Because WGCNA module identification is based on hierarchical clustering, genes cannot be assigned to multiple modules, exposing WGCNA’s limitation since many genes participate in multiple biological processes and often perform multiple functions. An alternative weighted co-expression method which allows genes to have multiple co-memberships in different modules is lmQCM (Figure 2C; Zhang and Huang, 2014). The lmQCM algorithm identifies densely connected subnetworks (i.e., quasi-cliques) using a greedy search algorithm which allows module overlaps (Ou and Zhang, 2007).
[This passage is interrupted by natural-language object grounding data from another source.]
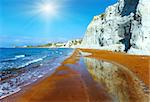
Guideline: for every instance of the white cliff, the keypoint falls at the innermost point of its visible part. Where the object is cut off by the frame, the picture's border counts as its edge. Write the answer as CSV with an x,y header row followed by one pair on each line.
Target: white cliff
x,y
125,26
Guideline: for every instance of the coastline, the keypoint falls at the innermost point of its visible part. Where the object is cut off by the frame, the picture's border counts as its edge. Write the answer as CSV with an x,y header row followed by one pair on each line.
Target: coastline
x,y
67,79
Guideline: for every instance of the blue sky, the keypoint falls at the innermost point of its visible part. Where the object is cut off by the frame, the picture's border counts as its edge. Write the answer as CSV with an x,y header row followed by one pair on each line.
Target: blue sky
x,y
21,25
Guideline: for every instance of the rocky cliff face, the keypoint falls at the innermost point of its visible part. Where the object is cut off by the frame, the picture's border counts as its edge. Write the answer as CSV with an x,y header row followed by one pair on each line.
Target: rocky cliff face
x,y
125,26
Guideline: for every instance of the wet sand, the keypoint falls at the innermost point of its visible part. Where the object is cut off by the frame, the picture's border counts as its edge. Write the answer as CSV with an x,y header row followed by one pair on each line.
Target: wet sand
x,y
140,65
71,82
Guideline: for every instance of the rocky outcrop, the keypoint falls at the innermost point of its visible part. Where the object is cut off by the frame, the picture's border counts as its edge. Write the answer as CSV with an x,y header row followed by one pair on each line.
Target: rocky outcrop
x,y
125,26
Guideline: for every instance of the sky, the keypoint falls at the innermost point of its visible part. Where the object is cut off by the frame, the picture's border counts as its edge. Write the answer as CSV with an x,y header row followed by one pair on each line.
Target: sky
x,y
34,22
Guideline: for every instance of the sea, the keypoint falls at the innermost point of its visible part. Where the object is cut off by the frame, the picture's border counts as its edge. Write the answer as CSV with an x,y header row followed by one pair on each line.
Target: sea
x,y
22,66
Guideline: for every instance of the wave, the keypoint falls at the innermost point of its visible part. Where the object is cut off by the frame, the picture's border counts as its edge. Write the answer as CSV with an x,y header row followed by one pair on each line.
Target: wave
x,y
31,62
13,59
19,56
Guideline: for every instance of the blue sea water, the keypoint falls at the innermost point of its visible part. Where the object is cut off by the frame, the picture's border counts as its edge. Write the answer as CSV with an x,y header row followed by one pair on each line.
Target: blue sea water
x,y
22,66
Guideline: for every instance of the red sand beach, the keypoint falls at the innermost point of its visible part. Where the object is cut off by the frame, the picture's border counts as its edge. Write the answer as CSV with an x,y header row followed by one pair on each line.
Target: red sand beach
x,y
71,82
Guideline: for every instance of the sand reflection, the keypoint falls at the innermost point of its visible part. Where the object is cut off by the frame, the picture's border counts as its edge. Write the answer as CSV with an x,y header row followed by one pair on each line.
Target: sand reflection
x,y
119,81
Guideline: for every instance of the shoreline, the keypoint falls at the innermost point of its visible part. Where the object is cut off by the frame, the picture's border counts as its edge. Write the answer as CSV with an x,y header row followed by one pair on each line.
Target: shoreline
x,y
73,59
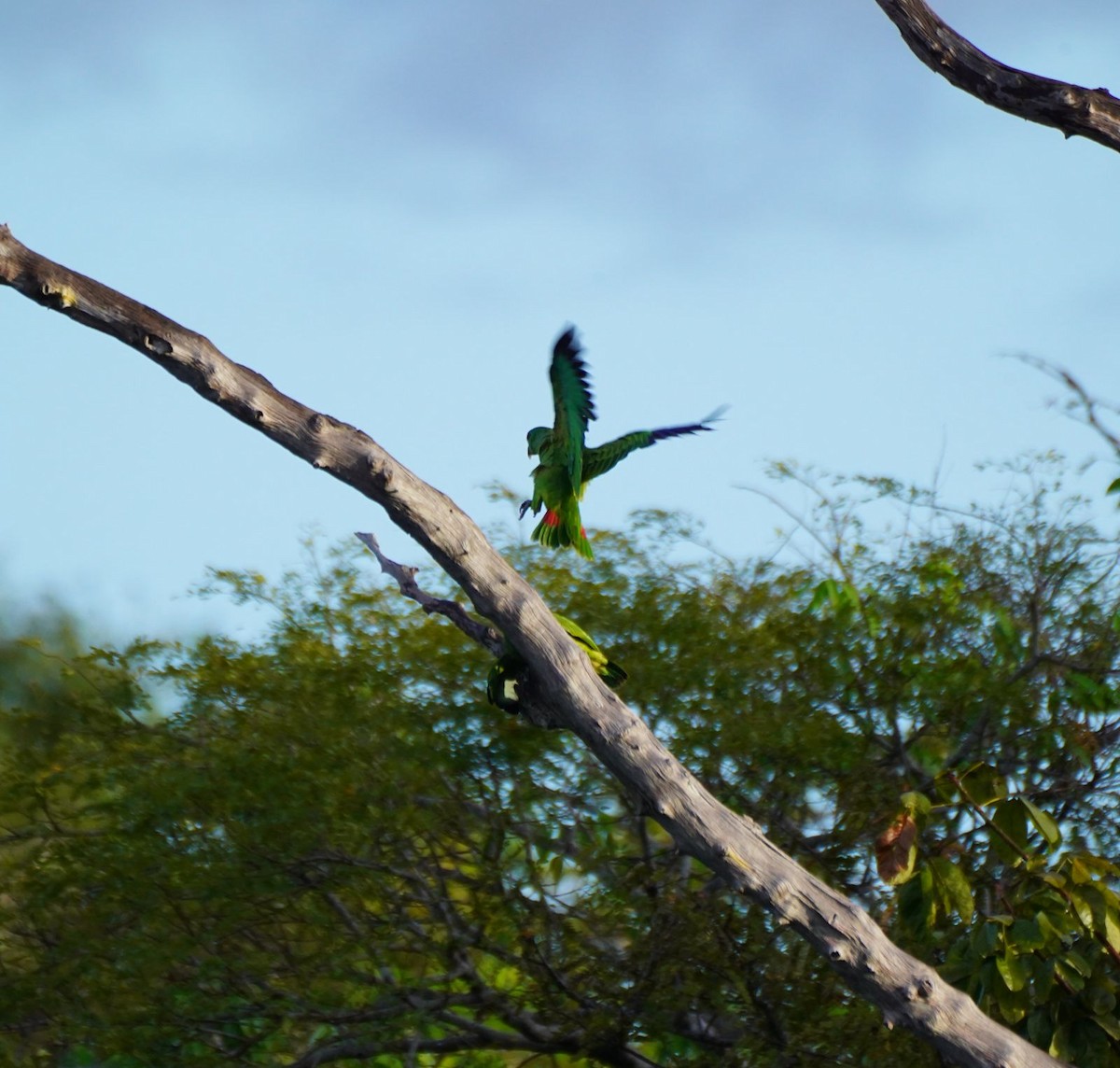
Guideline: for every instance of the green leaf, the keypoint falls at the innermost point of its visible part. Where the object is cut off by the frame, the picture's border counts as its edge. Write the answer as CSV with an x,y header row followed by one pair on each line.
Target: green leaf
x,y
1045,822
1011,817
957,894
1014,969
984,784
In addition to allowing genes to be assigned to multiple modules, lmQCM can also identify smaller modules, which can highlight more specific and interpretable biological connections as compared to much larger modules of WGCNA that frequently contain over a thousand genes (Zhang and Huang, 2014; Yu et al., 2019). This algorithm is freely available as an R package1 and a web-tool (Huang et al., 2021).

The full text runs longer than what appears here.